The pores are millimeter-long channels, through which liquid flows and conducts a current. Foreign objects (including cells) entering the pore block the flow and thus cause a drop in conductivity. To actually characterize specific cells that pass through, the pores are lined with antibodies that interact with markers on the cell surface, slowing cells with the marker of interest. By measuring the duration of the conductivity drop, it is possible to distinguish between cells with the marker (long drop) and those without (short drop). Sohn published a paper in the August 2008 issue of Lab on a Chip demonstrating proof-of-principle for this system.

The potential medical applications of these pores were the driving force in their creation. Professor Lucy Godley of University of Chicago, a coauthor on the Lab on a Chip paper, is interested in developing a means to quickly diagnose acute promyelocytic leukemia (APL), a blood cancer that usually afflicts adults and can cause fever, fatigue, weight loss, and other unpleasant symptoms. APL is readily curable, but treatment must be administered quickly, often within 24 hours of admittance, and is dangerous when given to non-APL patients. APL patients admitted on nights and weekends are sometimes not diagnosed quickly and may die as a result. Godley believes a device based on the pore system could provide a quick and simple method of detecting APL-associated cell types, allowing a faster response and hopefully saving lives. The portability and low cost of the system should make its incorporation into the medical field relatively easy. The devices themselves cost less than a penny each, and the handheld box to monitor pore conductivity costs only $1000.

Direct cell characterization can be useful for a number of clinical and research applications, but Swomitra Mohanty, a postdoc in the Sohn lab, is interested in a different use for the pores: antibody detection. The body's immune system creates specific antibodies in response to different infections, so identifying antibodies can be a means for diagnosis. The assay uses glass beads that only bind a given antibody of interest. The beads are exposed to a patient's blood serum and then passed though the pores. If the antibodies of interest are in the serum, they will coat the beads, effectively increasing their size and leading to a greater drop in conductivity when traveling through the pore. Mohanty hopes to use this system to study neglected diseases, especially because the pores' portability and low price make them ideal for use in the developing world.

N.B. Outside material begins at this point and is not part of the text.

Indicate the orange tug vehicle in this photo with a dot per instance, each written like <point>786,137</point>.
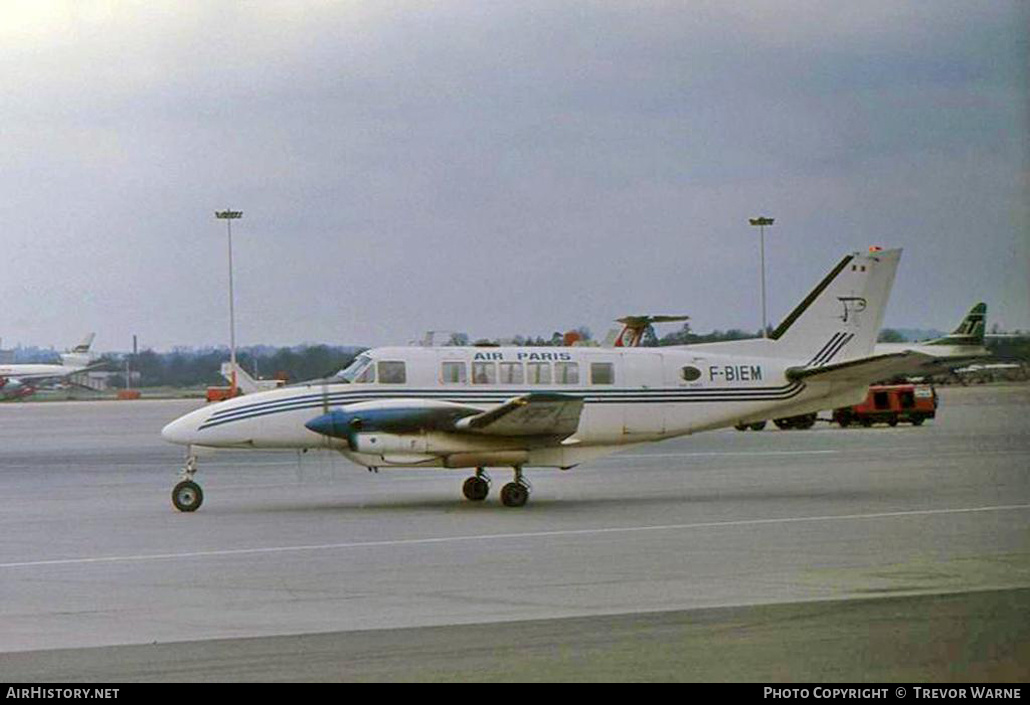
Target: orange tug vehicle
<point>890,404</point>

Currently, he is investigating the capability of the pores to distinguish between leptospirosis and dengue fever, two tropical diseases with similar symptoms but very different treatments. With any luck, the pores will be out in the field making diagnoses within a few years.

In addition to directly saving lives, the pores can aid researchers working to better understand diseases. Bioengineering professor Irina Conboy studies stem cell aging, a process strongly tied to conditions such as Parkinson's and Alzheimer's. She needs to separate specific stem cells from mixed populations but finds existing sorting techniques such as fluorescent-activated cell sorting (FACS) to be too difficult and destructive. FACS requires special preparation to label the cells before use, and during this time, cell function can be affected. By contrast, cells can be put through the pores without any modification. In addition, while FACS requires many thousands of cells, the pores are effective with just a few hundred. Conboy is finding the pores to be a useful addition to her toolkit, and many more researchers could similarly benefit from this new technology.